A single worker can bind multiple TCP ports at once (the multi-listener model). Each listener carries its own protocol config: plaintext HTTP/1.1, h2c-only, TLS HTTP/1.1+HTTP/2 via ALPN, plus an optional QUIC/HTTP/3 endpoint over UDP. A plain address/port config is treated as a one-element listener set.

Protocol is resolved at accept. When a connection arrives, the worker reads the local port (getsockname) and looks up the matching listener config.
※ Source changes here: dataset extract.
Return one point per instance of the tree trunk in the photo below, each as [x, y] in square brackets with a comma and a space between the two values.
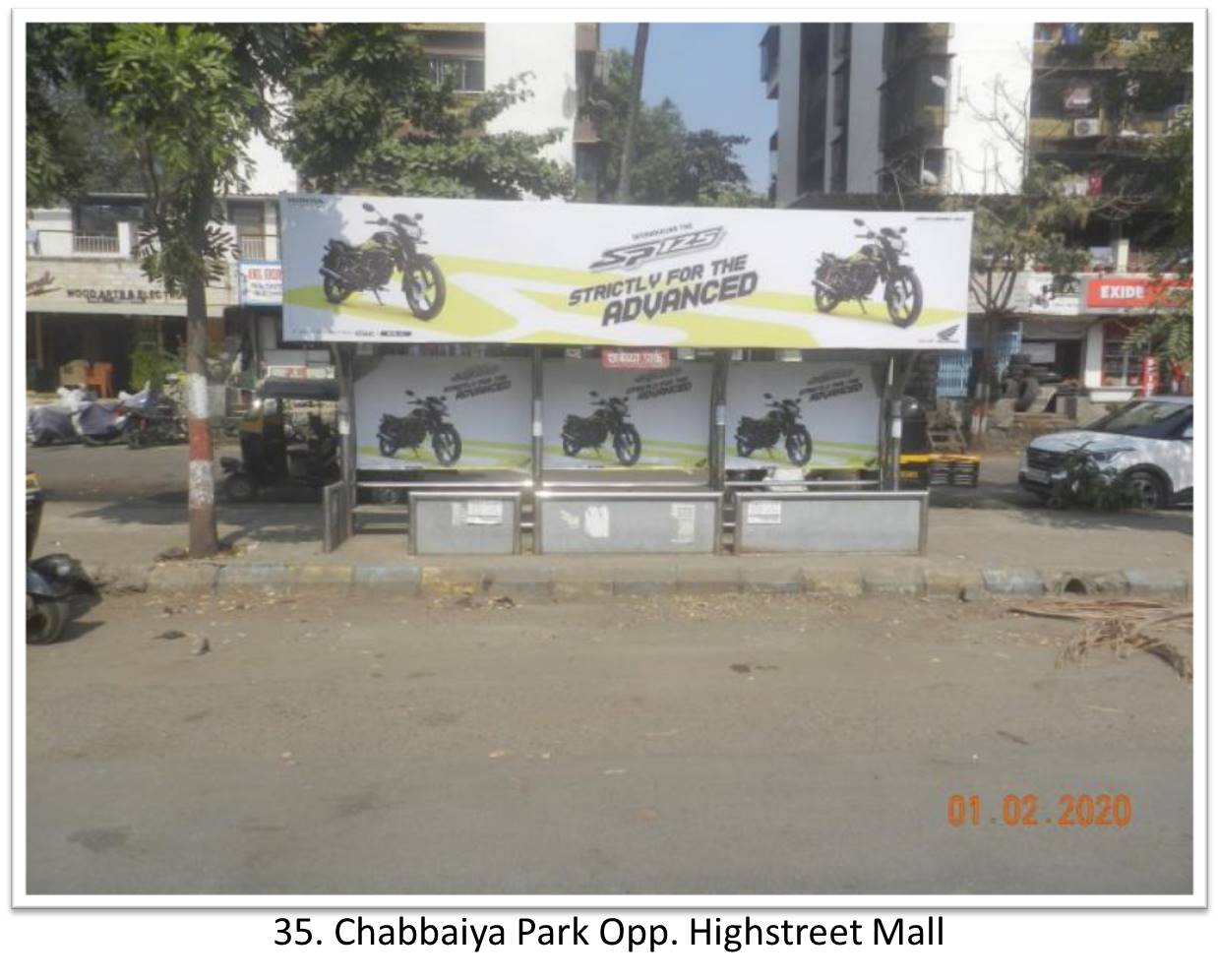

The I/O backends never need to know about per-port protocol differences: by the time bytes flow, the connection already knows whether it's plaintext h1, h2c, TLS+ALPN, or QUIC.

I/O backends

Platform I/O is abstracted behind a single event-loop interface (runtime/io.zig), with one of four backends selected at runtime:

Backend Platform Notes
kqueue macOS / BSD Readiness notification.
epoll Linux Readiness notification.
io_uring_poll Linux (modern) io_uring used as a poll/readiness layer.
io_uring_native Linux (modern) io_uring completion model: inline accept, vectored writes, single-shot recv.

The io_uring backends require -Denable-io-uring=true at build time. The event loop owns socket lifecycle and readiness; everything above it (TLS, protocol parsing, routing) is backend-agnostic.

Buffer pools

All request/response memory is allocated once at startup into fixed-size pools. There is no per-request malloc. A buffer is acquired from the pool when a connection needs one and returned when the response is written.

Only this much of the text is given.